To improve the data transmission speed of HTTP, HTTP/2 has extended  features based on HTTP/1.1 such as stream multiplexing. Along with its  wide deployment in popular web servers, numerous vulnerabilities are exposed. Denial of service, one of the most popular HTTP/2 vulnerabilities is attributed to the inappropriate implementations of flow control for stream multiplexing. To examine the potential flaws of stream multiplexing in various HTTP/2 implementations, modern HTTP/2 security analysis has heavily depended on manual analysis. However, each implementation may have different behaviors, which makes the manual analysis difficult. 

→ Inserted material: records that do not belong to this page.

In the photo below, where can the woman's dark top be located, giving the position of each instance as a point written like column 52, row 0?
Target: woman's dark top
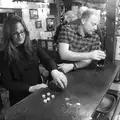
column 19, row 75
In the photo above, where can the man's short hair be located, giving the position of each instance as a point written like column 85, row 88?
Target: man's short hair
column 87, row 13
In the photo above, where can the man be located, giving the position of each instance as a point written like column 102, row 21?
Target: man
column 78, row 44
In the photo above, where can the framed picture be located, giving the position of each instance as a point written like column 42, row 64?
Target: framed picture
column 38, row 24
column 50, row 24
column 50, row 45
column 33, row 13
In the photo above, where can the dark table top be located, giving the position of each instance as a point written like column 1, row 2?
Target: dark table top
column 86, row 87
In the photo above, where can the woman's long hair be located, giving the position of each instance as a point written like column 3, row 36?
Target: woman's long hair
column 10, row 49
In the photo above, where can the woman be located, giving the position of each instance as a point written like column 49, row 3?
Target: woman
column 19, row 62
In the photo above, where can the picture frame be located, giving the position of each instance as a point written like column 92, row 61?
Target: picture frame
column 50, row 45
column 50, row 24
column 33, row 13
column 38, row 24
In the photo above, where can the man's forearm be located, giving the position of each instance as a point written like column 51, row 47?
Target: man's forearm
column 74, row 56
column 82, row 63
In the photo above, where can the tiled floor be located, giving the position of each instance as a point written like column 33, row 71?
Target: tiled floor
column 5, row 100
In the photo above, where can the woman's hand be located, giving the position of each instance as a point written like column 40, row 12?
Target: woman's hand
column 65, row 67
column 59, row 78
column 37, row 87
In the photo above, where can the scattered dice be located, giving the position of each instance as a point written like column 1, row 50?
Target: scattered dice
column 45, row 100
column 48, row 94
column 43, row 96
column 48, row 99
column 52, row 96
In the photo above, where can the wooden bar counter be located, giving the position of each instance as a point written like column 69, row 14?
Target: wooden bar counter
column 86, row 88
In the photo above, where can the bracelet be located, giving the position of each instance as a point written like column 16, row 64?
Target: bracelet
column 74, row 67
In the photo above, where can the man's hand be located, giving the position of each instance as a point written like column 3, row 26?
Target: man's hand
column 97, row 55
column 37, row 87
column 65, row 67
column 59, row 78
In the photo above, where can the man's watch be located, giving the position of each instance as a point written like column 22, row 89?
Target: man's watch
column 75, row 66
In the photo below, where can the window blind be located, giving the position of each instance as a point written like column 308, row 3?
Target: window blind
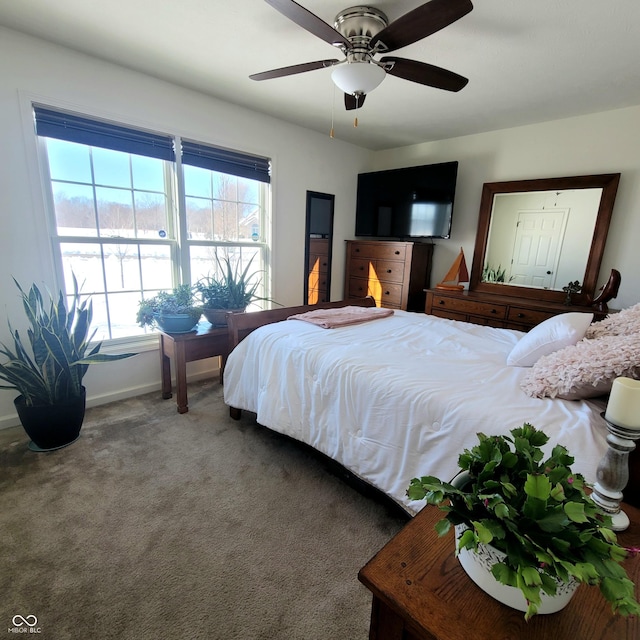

In this talk, we present PRETT/2, a stateful fuzzing framework for discovering denial-of-service (DoS) flaws, which uses a Protocol Reverse Engineering technique with the help of network Traces and message Tokens. Based on the flow control process of a particular implementation inferred by protocol reverse engineering, PRETT/2 performs stateful fuzzing to detect security flaws that may exhaust system resources. The experimental results on a variety of HTTP/2 implementations show that  PRETT/2 successfully inferred multiple state machines and discovered security flaws that fall in the DoS domain.

Brief Biography

Professor Dietrich joined the faculty in the Computer Science Department at Hunter College (CUNY) as Professor in August 2020. Prior to joining Hunter College, he was in the Mathematics and Computer Science department at CUNY John Jay as Associate Professor from 2014 to 2020, and in the Computer Science Department at the Stevens Institute of Technology as Assistant Professor from 2007 to 2014. He previously worked at CERT, located at Carnegie Mellon University, as a Senior Member of the Technical Staff from 2001 to 2007. He was also adjunct faculty at Carnegie Mellon's CyLab (2003-2007) and briefly in the Mathematics and Computer Science Department at Duquesne University in Spring 2007. He was also member of the CMU CyLab Usable Privacy & Security Laboratory (2006-2007). Prior to that, I was a Senior Security Architect at the NASA Goddard Space Flight Center (1997-2001).